I lean back and stretch my legs. It’s cold and a storm is rolling in, but there’s still enough sun that it’s nice to sit in a patch of it. “Hey,” I say.

She shifts, and I can see what her hair hid before—red eyes and puffy skin around them. Streaks of salt on her cheeks marking the map of tears.

“Lila called you, huh?” I don’t mean to sound callous, but the words come out that way.

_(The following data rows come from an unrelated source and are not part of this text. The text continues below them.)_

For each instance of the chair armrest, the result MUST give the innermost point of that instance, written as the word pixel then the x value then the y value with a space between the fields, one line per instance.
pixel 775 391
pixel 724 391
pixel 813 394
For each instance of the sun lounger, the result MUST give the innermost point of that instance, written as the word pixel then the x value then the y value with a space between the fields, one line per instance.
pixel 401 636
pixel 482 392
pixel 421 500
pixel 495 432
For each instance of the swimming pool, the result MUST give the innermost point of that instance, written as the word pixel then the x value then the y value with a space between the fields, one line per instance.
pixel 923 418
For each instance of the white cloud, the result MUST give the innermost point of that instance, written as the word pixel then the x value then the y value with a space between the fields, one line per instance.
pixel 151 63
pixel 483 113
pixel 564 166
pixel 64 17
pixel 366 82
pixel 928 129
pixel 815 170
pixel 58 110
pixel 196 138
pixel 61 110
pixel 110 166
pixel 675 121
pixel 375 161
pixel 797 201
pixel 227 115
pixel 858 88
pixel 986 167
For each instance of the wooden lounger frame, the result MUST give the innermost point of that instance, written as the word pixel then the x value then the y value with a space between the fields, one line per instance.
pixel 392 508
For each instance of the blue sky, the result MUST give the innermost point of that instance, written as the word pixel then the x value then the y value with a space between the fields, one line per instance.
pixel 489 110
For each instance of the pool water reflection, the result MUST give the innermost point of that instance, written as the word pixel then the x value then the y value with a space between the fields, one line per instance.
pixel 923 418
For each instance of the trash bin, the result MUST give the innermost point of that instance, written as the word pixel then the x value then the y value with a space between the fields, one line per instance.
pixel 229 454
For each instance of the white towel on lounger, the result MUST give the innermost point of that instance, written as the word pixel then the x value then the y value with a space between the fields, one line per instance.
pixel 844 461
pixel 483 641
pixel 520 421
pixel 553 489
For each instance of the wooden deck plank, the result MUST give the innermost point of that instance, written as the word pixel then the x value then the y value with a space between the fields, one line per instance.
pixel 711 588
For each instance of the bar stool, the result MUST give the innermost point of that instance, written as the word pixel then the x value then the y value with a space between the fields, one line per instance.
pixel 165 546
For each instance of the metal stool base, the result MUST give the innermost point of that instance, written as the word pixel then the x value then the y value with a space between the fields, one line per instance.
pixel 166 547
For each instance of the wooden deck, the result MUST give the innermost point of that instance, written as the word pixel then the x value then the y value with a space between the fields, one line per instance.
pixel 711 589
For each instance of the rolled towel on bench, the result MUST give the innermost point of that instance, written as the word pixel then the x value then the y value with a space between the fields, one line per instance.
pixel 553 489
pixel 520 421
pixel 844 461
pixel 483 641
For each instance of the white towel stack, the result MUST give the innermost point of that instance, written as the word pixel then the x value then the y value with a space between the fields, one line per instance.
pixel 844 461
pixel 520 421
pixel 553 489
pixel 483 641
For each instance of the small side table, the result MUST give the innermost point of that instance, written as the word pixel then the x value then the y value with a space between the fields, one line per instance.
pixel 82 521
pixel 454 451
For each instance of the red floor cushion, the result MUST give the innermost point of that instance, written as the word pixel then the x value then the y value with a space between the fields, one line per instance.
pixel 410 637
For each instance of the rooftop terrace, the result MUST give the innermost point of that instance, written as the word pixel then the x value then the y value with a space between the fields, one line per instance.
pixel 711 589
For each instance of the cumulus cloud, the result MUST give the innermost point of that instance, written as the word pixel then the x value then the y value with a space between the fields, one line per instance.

She wipes her eyes and nods.

“I’m sorry.” I reach into my pocket, hoping I have a tissue. “Honest.”

She snorts and touches her cell phone where it’s resting in the lap of her pleated Wallingford skirt. “I broke things off with Barron about ten minutes ago. I hope you’re happy.”

“I am,” I say. “Barron is a sleaze bag. He’s my brother—I should know. Sam is a much better guy.”

“I know that. I always knew that.” She sighs. “I’m sorry. I’m mad at you for being right, and I shouldn’t be. It’s not fair.”

“Barron’s a sociopath. They’re very convincing. Especially if you’re one of those girls who thinks she can fix a boy.”

“Yeah,” she says. “I guess I was. I wanted to believe him.”

“You’ve got a real taste for darkness,” I say.

She looks away from me, out at the overcast sky, the formless shifting mass of clouds. “I wanted to think there was a part of him that only I could see. A secret part that wanted kindness and love but didn’t know how to ask for it. I’m stupid, right?”

“Oh, yeah. The taste for darkness, but not the stomach for it.”

She flinches. “I guess I deserve that. I’m sorry I believed what he said about you, Cassel. I know you haven’t told me everything, but—”

“No.” I sigh. “I’m being a jerk. I’m mad because I wanted you to be the person that I could count on to always know right from wrong. That’s not fair to expect from anyone. And I guess… I thought that we were better friends, despite all our sniping at each other.”

“Friends screw up sometimes,” she says.

“Maybe it’d help if I put my cards on the table. Tell me what Barron said, and I’ll tell you the honest truth. This is a onetime offer.”

“Because tomorrow you’ll go back to lying?” she asks.

“I don’t know what I’ll do tomorrow. That’s the problem.” Which is one of the truest things I have ever said.

“You never told me what kind of worker you are, but Lila and Barron both did. I don’t blame you for not telling me. That’s a pretty big secret. And you really just found out last spring?”

“Yeah,” I say. “I didn’t think that I was a worker at all. When I was a kid, I used to pretend I was a transformation worker. I imagined that I could do anything, if I was one. That turns out to be almost true.”

She nods, considering. “Barron said you told the federal agents… what you are, in exchange for immunity for all past crimes.”

“I did,” I say.

“Immunity for murdering Philip, for instance.”

“That’s what Barron thinks?” I shake my head and laugh without actually being amused. “That I killed Philip?”

She nods, braced. I’m not sure whether she’s braced for me to tell her what an idiot she is or because she thinks I’m about to confess to the whole thing. “He says the guy they’re blaming for Philip’s murder was dead way before Philip was.”

“That part’s true,” I say.

She swallows.

“Oh, come on. I didn’t kill Philip! I know who did, that’s all. And, no, I’m not going to tell you, even if you ask, because it’s got nothing to do with either one of us. Let’s just say that the dead guy could afford to carry a murder charge in addition to his many other crimes. He was no angel.”